- The Washington Times - Wednesday, December 19, 2001

PALO ALTO, Calif. — You have to grant this to Vladimir Putin he knows how to take defeat like a man. One might not be inclined to grant the former KGB spy and current Russian president much else, of course. But the moderate way Mr. Putin last week handled President Bush's announcement of the end of the outdated Anti-Ballistic Missile Treaty has taken a lot of people by complete surprise, particularly the treaty-huggers who never saw a piece of paper they didn't like.
Despite widespread predictions that the sky will fall, Mr. Putin does not seem to think so. He called Mr. Bush's decision "an erroneous one," and in a televised address to the Russian people had this to say: "Today, when the world has confronted new threats, one should not allow a legal vacuum in the sphere of strategic stability. One should not undermine the regime of nonproliferation of weapons of mass destruction." Hardly fighting words.

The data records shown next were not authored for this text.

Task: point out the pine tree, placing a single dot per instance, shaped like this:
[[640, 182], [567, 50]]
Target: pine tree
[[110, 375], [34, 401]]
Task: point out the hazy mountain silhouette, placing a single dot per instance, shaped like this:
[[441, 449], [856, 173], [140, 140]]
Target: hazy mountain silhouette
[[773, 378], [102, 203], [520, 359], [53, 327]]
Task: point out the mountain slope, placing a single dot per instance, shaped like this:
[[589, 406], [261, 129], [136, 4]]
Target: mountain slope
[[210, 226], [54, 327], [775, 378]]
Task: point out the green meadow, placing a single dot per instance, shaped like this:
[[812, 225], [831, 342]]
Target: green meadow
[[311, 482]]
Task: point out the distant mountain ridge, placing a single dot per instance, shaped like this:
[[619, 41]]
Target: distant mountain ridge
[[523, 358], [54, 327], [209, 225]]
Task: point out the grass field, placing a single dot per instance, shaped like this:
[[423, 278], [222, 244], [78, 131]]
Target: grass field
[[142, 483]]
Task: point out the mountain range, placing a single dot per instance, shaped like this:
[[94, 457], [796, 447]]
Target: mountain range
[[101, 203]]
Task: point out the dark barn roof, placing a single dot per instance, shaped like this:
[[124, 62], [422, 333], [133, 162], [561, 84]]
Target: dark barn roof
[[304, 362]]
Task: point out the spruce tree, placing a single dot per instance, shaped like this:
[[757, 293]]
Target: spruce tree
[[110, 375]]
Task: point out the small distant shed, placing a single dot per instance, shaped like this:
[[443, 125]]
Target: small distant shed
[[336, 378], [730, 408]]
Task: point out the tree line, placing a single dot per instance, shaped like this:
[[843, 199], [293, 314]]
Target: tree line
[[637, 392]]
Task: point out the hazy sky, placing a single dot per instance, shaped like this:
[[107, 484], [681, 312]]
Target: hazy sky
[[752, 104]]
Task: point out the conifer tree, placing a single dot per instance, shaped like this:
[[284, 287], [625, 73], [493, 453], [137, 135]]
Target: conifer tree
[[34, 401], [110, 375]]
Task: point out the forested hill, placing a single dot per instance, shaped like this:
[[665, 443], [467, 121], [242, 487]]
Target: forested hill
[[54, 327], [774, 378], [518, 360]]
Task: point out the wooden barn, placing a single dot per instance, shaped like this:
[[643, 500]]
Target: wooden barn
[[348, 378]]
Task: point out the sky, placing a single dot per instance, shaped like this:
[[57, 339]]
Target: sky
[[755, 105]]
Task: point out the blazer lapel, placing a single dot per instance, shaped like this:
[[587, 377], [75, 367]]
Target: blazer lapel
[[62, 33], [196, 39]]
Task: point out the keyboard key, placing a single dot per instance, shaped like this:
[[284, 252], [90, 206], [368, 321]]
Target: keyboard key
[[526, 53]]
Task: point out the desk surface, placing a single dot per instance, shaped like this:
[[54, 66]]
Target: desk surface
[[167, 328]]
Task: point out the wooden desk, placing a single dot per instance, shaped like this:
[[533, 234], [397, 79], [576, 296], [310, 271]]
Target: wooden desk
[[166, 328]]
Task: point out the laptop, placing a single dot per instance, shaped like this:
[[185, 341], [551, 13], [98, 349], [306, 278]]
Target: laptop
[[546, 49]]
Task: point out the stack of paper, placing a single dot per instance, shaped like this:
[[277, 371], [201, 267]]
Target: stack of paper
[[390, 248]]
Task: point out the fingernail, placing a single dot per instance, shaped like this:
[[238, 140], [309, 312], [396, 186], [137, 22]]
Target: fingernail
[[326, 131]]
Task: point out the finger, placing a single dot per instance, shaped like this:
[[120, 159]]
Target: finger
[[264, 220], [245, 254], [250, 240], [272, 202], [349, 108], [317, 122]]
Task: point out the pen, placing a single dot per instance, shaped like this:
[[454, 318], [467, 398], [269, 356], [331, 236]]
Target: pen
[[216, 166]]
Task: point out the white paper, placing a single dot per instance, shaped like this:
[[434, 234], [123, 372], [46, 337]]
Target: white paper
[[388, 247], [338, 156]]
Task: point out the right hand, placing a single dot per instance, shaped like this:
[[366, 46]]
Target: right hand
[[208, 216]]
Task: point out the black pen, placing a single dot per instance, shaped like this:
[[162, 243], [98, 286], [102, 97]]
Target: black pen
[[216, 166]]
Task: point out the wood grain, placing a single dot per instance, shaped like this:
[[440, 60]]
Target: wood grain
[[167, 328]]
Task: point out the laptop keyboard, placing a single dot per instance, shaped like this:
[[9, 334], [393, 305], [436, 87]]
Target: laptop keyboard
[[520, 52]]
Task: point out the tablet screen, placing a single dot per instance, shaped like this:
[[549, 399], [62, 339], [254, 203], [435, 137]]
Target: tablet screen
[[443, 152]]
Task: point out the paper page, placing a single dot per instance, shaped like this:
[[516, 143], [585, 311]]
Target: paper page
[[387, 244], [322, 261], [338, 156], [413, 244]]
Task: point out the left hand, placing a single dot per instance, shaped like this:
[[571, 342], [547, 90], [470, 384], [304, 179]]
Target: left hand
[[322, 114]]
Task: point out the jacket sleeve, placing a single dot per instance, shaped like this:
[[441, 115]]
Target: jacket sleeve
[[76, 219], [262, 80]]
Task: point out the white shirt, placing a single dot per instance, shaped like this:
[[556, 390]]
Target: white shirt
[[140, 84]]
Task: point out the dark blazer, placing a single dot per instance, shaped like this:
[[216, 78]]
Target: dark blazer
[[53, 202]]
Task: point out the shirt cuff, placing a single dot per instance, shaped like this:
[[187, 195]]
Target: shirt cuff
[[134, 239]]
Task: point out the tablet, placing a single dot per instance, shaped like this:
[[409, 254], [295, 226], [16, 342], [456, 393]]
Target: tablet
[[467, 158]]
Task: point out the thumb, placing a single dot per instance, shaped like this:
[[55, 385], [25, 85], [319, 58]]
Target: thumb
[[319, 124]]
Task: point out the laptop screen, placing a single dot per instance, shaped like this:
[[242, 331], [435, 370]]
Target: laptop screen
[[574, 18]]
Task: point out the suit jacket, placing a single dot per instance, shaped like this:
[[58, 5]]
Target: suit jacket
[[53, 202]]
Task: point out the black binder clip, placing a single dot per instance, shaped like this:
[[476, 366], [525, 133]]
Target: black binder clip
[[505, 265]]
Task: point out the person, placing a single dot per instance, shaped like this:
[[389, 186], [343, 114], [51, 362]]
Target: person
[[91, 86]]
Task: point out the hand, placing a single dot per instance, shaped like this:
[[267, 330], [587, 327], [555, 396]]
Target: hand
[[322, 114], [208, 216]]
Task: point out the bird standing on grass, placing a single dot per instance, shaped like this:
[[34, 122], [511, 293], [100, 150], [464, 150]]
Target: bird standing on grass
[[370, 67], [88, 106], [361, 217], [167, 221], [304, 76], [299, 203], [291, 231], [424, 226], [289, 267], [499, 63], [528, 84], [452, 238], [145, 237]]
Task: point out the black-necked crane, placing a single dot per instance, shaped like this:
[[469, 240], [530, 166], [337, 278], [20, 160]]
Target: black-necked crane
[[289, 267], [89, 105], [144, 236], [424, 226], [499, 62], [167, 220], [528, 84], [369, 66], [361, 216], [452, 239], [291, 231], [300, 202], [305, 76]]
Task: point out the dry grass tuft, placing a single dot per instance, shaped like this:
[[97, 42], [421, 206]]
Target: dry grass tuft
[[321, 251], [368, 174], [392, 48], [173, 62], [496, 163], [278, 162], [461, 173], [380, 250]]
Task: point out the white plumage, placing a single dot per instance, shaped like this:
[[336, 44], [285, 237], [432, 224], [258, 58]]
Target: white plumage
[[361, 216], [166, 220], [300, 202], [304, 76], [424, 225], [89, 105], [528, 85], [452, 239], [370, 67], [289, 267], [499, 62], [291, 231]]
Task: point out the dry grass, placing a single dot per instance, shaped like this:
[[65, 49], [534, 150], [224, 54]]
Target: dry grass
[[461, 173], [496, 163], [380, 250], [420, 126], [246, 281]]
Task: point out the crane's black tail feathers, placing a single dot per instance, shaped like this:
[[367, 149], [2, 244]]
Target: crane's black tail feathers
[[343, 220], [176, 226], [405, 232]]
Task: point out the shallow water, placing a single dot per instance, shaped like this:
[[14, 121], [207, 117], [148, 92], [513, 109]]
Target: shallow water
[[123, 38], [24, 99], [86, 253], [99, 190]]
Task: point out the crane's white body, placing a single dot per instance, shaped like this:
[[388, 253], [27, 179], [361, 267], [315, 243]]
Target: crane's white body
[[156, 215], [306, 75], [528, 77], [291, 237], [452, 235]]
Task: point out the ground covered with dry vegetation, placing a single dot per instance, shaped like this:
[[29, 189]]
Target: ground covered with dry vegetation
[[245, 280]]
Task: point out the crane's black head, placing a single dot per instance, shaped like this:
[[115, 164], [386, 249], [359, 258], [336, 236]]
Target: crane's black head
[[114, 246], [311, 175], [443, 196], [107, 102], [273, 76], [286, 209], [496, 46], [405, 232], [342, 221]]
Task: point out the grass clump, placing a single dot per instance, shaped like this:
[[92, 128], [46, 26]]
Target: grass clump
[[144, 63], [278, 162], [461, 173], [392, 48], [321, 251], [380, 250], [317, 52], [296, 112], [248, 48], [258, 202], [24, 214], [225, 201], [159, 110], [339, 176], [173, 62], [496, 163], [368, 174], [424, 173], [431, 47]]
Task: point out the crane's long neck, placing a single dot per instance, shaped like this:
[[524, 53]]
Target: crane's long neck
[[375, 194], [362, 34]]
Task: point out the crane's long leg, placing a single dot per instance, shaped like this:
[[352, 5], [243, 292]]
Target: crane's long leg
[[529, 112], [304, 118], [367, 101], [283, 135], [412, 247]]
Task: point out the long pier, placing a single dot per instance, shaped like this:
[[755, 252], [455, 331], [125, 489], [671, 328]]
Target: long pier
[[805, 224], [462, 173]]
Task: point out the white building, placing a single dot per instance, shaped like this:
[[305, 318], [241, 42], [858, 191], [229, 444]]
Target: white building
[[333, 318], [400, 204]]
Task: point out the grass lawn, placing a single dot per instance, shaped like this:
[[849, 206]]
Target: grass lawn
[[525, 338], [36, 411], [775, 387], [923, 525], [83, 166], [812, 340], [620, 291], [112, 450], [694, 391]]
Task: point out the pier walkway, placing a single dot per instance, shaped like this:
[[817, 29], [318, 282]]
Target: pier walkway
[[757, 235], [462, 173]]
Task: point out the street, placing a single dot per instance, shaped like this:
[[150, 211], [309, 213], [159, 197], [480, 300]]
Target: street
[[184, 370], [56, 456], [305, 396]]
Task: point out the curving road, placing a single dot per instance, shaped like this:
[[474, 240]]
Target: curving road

The fact is that the Russians will continue to have enough nuclear warheads to overwhelm any missile defense system the United States might put in place, now and for the foreseeable future even with the proposed reduction of their arsenal to 1,200 to 2,200 intercontinental ballistic missiles. Mr. Putin knows this and has decided that other assets of the U.S.-Russian relationship are too valuable to sacrifice in the name of a lost cause.
This is just one of the extraordinary steps the Russian leader has taken in the aftermath of September 11 to align his country more closely with the United States. Mr. Putin's stated eagerness to join the fight against terrorism and his toned-down rhetoric on NATO expansion come to mind.
The intriguing, if somewhat obvious, question remains, "why?" An informal survey of the scholars at the Hoover Institution at Stanford University the mother of all think-tanks and a place where the Soviet Union and Russia has been studied for the better part of a century suggests that Mr. Putin has not fundamentally changed, but is simply acting in what he believes to be Russia's long-term interest. Says Russia scholar and former U.S. arms control negotiator Richard Starr, "Look at his KGB background. It provides the prism through which he sees the world."
Carte blanche on how to deal with Russia's own domestic uprising in Chechnya is a trade-off, and the Bush administration for now seems to give Russia that. The prospect of a proposed Russian pact with NATO, which may give the Russians effective veto rights over decisions on European security, is no doubt a motivating factor. Another is membership in the World Trade Organization, with the potential for foreign investment it brings. Indeed, Russia stands to gain much from a closer relationship with the United States.
Just don't call Mr. Putin a convert to American values. Says John Dunlop, who among other things writes a weekly newsletter on Chechnya: "Everything he does is pretense. He is a virtual democrat, a virtual Christian. It is all rhetoric."
"My guess is that we're moving into a period of sustained economic growth coupled with Potemkin-like democracy," says Michael McFaul, author of "Russia's Unfinished Revolution: Political Change from Gorbachev to Putin." "Still, pseudo-democracy is better than none at all." Mr. Putin is moving his economic agenda forward at great speed, and at the same time as dividing his political opposition and cracking down on dissent. Barely a ripple was caused by the recent closing of Russia's last independent television station, NTV.
Still, re-establishing Russia as a great power is a gargantuan task. In the ambition to achieve national greatness, Mr. Putin can look to Peter the Great the man who made Mr. Putin's hometown of St. Petersburg the capital of the Russian empire. With a dramatically declining birth rate, Russia will have to rely on immigration for its work force. Its basic infrastructure is in an advanced state of decay; likewise, its education and health care systems.
As for Mr. Putin's decision to allow the United States the use of Russian airfields (if only for humanitarian relief) and to give his blessing to the Central Asian republics to cooperate as well, Mr. McFaul believes that he simply had to go with his gut instinct, as opposed to advice from his military planners. To see Russia as a reliable American ally, in other words, is greatly premature. Says Mr. McFaul, "They are moving in the right direction, but they are France, not Britain."

Helle Bering Dale is editorial page editor of The Washington Times. Her column appears on Wednesdays.